We envision being “in thought” as an endearment. We praise our attention held solely in the bosoms of the thinking mind, a hallmark of connection. Such is the obsession harboring control and calling it kindness where often the better word for it is abuse.
A grandeur of immense magnitude projected itself onto every soul in the one-thousand-five-hundred-seat Teatro Regio di Torino.
And yet the space didn’t restrict the sound from jumping over the orchestra in the pit and onto the farthest corners, a testimony not only to the power of the human voice but also to the engineering ingenuity that made the necessary acoustics for it to be amplified.
Every night Manon played in different renditions by three distinguished composers.
Daniel Auber was dull. Jules Massenet was my favorite. And well Puccini was Puccini and the fact that you only recognize him from the three is telling enough.
In Massenet’s version, Manon is under trial, and the stage designer built a balcony overlooking the stage where judges and jury sat as the play went along being witnessed from above.
One of the scenes has Manon viscerally abused by an older man. The depiction was despicable and even more disturbing with two audiences one from above on the stage with judges and jury and another us 1500-person listeners sitting in our comfy bright red chairs like kings.
For a moment there, I questioned why the heck are we still watching Manon. How can we sit still in witnessing something painful and be ok?
No answer came immediately.
Four hours later, the opera was done. Italians do love their entracte which are less about bathroom breaks and more so a 30-minute social engagement after every act.
The attention demanded floated in and out of three sets that night: one on the stage, one observing the stage from within and outside of it, and the last well took a darker turn altogether fascinated at the allure of suffering on display.
Took a bus over the Alps into France, and on that ride, my attention drifted to an odd choice for a podcast — a harrowing story with so much courage, pain, and vulnerability beyond measure.
It was a testimony from a young man who survived being molested and raped throughout his childhood. Toward the end of it, he said this:
I couldn’t help but wonder how many of the 1500 souls in that room are experiencing the resonance of pain endured in their lives through the visceral abuse this entertainment showcased.
It is hard to imagine how what we seek is a reflection of the most hurtful things we have endured. It sounds paradoxical and it is.
Yet the mind seems to feel safer in the known even if it’s the cause of the harm in the first place — an unimaginable thought that explains something that, in reality, sometimes is better left misunderstood.
The perpetual cycle of suffering is steeped in the narrative of the mind with technology amplifying it at every turn and taking the blame because it is an offense to the mind to admit its shortcomings.
Humanity’s democracy experiment failed. One of the mind’s most noble models. And yet we still glorify structures and figures of abuse justifying their success in what we feel familiar while in reality is drenched with vile disgust and harm.
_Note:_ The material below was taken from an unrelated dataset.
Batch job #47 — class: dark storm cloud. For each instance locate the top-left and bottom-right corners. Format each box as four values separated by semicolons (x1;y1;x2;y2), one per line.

The frailty of technology is that it tries to save the mind of itself and, in doing so, always sits center stage to its judgment. The pull safeguards the illusion and leaves us in shambles in the aftermath, afraid to leap into the whimsy of the gray where negotiation, dialogue, and the mind suffer from not knowing.
The curtain closed. The veil lifted. And in a moment’s notice, the crystal white chandeliers brightened signaling the end of the show for us to wake up from this trance of being and applause.